Bula do medicamento Enfluran. Princípio ativo Enflurano.
Indicações de Enfluran
O ENFLURAN é indicado na indução de anestesia geral em adultos e crianças. O produto pode ser usado em anestesias gerais, em obstetrícia. Pode ser utilizado como analgésico em partos vaginais. Frequentemente se empregam outros medicamentos para indução ou suplementação anestésica.
Efeitos Colaterais de Enfluran
O enflurano é um depressor do SNC e portanto, pode produzir sintomas característicos como depressão respiratória e circulatória, principalmente com doses elevadas.
Contrações musculares, hepatoxicidade, hipóxia e crise de hipertermia maligna podem ocorrer.
Excitação paradoxal do SNC pode surgir com alucinações, ansiedade e nervosismo. Apesar de raras, podem surgir arritmias cardíacas, náuseas e vômitos.
Precauções
O enflurano, como todos os anestésicos inalatórios, produz alterações nos traçados eletroencefalográficos.

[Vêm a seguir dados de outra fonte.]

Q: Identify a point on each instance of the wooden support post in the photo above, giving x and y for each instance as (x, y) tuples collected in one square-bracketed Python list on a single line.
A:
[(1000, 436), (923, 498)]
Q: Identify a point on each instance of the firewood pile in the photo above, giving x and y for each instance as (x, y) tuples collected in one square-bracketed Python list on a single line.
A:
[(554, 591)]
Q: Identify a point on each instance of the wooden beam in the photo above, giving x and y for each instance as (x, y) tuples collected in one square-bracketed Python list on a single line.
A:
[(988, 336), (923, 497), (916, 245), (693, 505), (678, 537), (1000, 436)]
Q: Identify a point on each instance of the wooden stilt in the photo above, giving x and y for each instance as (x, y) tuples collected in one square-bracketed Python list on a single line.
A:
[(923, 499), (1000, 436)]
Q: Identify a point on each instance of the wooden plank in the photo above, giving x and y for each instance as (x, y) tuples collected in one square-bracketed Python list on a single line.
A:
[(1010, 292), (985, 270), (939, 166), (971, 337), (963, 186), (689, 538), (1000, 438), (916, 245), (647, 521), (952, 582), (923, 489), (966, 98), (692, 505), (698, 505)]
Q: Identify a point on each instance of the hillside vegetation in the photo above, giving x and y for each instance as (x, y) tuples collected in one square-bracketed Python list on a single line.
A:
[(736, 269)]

Quando a anestesia com enflurano é aprofundada além dos limites recomendados, pode ocorrer no EEG um traçado caracterizado por alta voltagem e alta frequência, que progride através de complexos de espículas-ondas, intercaladas por período de silêncio elétrico. As vezes, tal quadro acompanha-se de atividade motora, a qual quando ocorre, assume a forma de concentrações súbitas de diversos grupos musculares, que costumam desaparecer espontaneamente ou pela redução da concentração do anestésico. Em registro eletroencefalográfico, observado em níveis profundos de anestesia, intensifica-se pela hiperventilação e consequente diminuição da tensão parcial de CO2. Seu aparecimento constitui uma advertência de que a profundidade da anestesia é excessiva.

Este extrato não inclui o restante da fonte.